Mutations can be seen as describing a “path” through the map of epistasis we defined above (Fig. 2c) as the environment changes, i.e., as drug concentration increases. For instance, mutation S108N becomes largely idiosyncratic, moving to the bottom-right corner of the map. Epistasis for mutation N51I becomes weaker as drug dose increases, i.e., this mutation describes a path towards the left side of the map. For mutations C59R and I164L, the strength of epistasis remains roughly constant across drug concentrations (variance ratio var Δf_i/var f(B)∼1), but epistasis becomes more global (higher R²) for I164L and more idiosyncratic (lower R²) for C59R at intermediate drug doses. Beyond modulating the variance ratio (Fig. 2d) and the R² (Fig. 2e), drug dose also changes the shape of global epistasis. Interestingly, while the slopes of the linear regressions between f(B) and Δf are similar for all mutations at low doses, they become substantially different at higher concentrations (Fig. 2f). Note that these three quantities (variance ratio, R², and slope) are not independent, as they satisfy b² = R² var Δf/var f(B) (where we have denoted the slope as b).

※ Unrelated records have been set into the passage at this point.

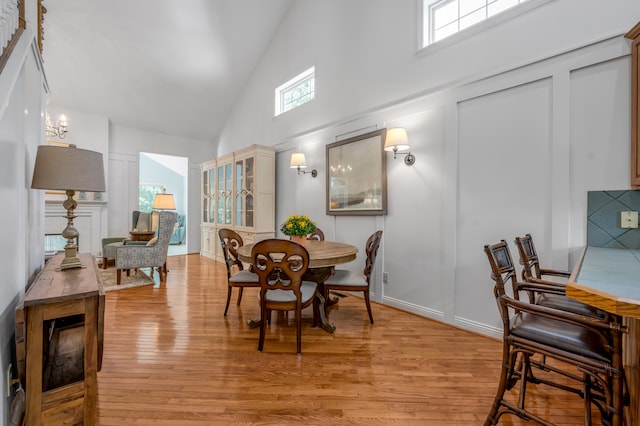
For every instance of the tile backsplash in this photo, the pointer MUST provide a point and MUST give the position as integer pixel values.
(603, 219)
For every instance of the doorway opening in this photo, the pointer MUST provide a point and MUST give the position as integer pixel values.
(170, 172)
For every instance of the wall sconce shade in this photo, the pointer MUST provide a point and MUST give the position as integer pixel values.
(396, 140)
(59, 130)
(164, 201)
(68, 169)
(299, 162)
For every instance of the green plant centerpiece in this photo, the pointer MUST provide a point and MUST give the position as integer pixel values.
(298, 226)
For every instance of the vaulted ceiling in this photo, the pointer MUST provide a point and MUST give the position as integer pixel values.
(170, 66)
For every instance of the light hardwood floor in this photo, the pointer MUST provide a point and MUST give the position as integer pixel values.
(171, 358)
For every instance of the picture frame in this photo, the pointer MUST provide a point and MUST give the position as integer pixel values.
(356, 175)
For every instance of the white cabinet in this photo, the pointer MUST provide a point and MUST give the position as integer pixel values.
(238, 192)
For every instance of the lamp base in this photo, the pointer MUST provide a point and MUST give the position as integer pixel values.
(70, 260)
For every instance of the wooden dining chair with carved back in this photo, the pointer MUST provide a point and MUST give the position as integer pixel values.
(237, 276)
(280, 266)
(593, 348)
(316, 235)
(345, 280)
(551, 292)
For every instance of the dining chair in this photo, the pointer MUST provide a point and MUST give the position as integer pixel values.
(550, 292)
(280, 266)
(345, 280)
(237, 276)
(316, 235)
(593, 348)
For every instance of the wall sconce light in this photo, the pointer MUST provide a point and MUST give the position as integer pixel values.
(59, 130)
(298, 162)
(68, 169)
(396, 140)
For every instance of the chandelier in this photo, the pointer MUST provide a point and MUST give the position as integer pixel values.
(59, 130)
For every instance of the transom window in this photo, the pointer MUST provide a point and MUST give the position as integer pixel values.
(295, 92)
(443, 18)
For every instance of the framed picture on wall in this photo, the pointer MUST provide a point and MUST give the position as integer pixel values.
(356, 175)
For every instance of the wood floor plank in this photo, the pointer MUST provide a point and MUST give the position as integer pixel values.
(171, 358)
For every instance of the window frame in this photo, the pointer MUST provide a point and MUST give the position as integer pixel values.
(307, 75)
(472, 30)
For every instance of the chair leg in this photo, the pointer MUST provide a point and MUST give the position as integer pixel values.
(494, 413)
(263, 326)
(368, 302)
(226, 308)
(240, 295)
(299, 329)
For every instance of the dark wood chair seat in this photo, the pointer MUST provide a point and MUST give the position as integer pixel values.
(593, 347)
(237, 276)
(280, 266)
(344, 280)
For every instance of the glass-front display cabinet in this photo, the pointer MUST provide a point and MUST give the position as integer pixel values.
(241, 196)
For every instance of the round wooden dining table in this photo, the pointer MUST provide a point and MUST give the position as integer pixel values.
(323, 256)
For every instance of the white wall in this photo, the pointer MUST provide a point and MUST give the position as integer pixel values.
(22, 256)
(510, 129)
(121, 147)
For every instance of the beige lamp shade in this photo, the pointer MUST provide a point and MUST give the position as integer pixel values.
(396, 139)
(164, 201)
(68, 168)
(298, 161)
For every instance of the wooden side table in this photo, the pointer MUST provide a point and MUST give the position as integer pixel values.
(141, 235)
(63, 312)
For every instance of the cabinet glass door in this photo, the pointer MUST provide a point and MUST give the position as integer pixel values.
(220, 194)
(228, 187)
(250, 179)
(239, 192)
(211, 199)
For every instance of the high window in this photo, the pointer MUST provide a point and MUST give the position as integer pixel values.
(295, 92)
(443, 18)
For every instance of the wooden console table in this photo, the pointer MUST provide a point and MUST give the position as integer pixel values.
(609, 279)
(62, 313)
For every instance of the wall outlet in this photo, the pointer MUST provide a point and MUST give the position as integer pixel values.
(628, 219)
(8, 379)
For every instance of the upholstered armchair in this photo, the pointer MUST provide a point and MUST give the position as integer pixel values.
(153, 254)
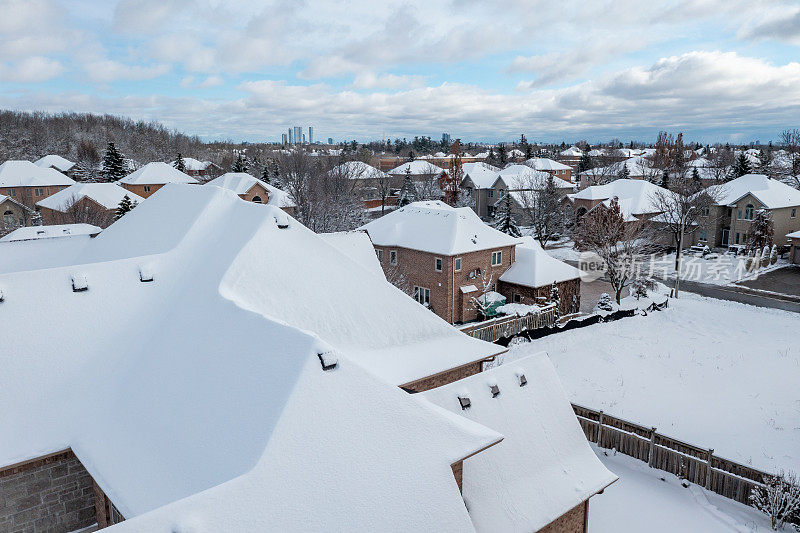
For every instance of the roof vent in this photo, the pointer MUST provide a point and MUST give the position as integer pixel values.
(328, 360)
(79, 283)
(464, 401)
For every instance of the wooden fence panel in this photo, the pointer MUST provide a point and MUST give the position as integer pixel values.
(687, 461)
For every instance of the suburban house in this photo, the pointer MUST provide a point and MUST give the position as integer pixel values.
(208, 427)
(15, 214)
(28, 183)
(635, 198)
(204, 170)
(448, 257)
(152, 176)
(478, 180)
(98, 203)
(554, 168)
(728, 221)
(61, 164)
(254, 190)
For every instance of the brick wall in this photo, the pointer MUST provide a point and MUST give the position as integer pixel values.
(52, 493)
(573, 521)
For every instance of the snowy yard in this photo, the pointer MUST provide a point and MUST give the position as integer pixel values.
(713, 373)
(641, 501)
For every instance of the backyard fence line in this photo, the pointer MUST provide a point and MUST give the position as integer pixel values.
(695, 464)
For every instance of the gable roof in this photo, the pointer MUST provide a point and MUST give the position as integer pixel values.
(417, 167)
(56, 161)
(241, 182)
(18, 173)
(227, 385)
(533, 267)
(157, 173)
(435, 227)
(773, 194)
(108, 195)
(49, 232)
(543, 467)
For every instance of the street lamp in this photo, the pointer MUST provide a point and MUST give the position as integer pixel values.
(679, 251)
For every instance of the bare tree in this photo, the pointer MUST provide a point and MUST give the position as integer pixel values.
(619, 244)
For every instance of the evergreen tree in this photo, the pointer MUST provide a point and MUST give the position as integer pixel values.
(179, 163)
(741, 166)
(125, 205)
(504, 218)
(240, 165)
(408, 192)
(113, 164)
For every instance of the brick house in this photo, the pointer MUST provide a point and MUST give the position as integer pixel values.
(152, 176)
(728, 221)
(97, 201)
(448, 256)
(28, 183)
(254, 190)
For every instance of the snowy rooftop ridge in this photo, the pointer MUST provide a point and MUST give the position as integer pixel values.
(435, 227)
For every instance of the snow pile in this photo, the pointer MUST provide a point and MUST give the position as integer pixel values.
(435, 227)
(543, 467)
(49, 232)
(108, 195)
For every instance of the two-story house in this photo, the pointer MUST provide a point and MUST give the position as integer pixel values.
(449, 257)
(729, 220)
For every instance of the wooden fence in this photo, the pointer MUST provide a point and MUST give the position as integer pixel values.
(687, 461)
(510, 326)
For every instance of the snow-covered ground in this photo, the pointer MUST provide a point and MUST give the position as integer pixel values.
(717, 374)
(641, 501)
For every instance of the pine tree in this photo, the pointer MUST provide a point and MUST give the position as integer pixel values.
(408, 192)
(504, 218)
(125, 205)
(179, 163)
(240, 165)
(113, 164)
(741, 166)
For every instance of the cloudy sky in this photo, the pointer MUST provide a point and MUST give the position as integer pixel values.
(718, 70)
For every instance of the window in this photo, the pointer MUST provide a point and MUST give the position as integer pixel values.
(422, 295)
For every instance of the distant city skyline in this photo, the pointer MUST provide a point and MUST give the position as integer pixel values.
(715, 70)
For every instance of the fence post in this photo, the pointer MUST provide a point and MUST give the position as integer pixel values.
(600, 429)
(652, 455)
(708, 468)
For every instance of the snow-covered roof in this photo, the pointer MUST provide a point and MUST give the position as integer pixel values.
(772, 193)
(533, 267)
(241, 182)
(49, 232)
(109, 195)
(523, 177)
(483, 175)
(157, 173)
(638, 194)
(572, 151)
(435, 227)
(18, 173)
(543, 467)
(357, 246)
(417, 167)
(225, 389)
(543, 163)
(56, 161)
(357, 170)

Using cycloguanil instead of pyrimethamine as the environmental perturbation modifies the paths that mutations follow in the epistasis map, but some qualitative behaviors are similar for both drugs: for instance, epistasis for mutation S108N also becomes largely idiosyncratic at high cycloguanil doses, while epistasis for mutation I164L becomes strongly global at intermediate doses (Supp. Figures 3 and 4). Together, these observations highlight the role of the environment in dictating the strength and shape of global epistasis in this particular system.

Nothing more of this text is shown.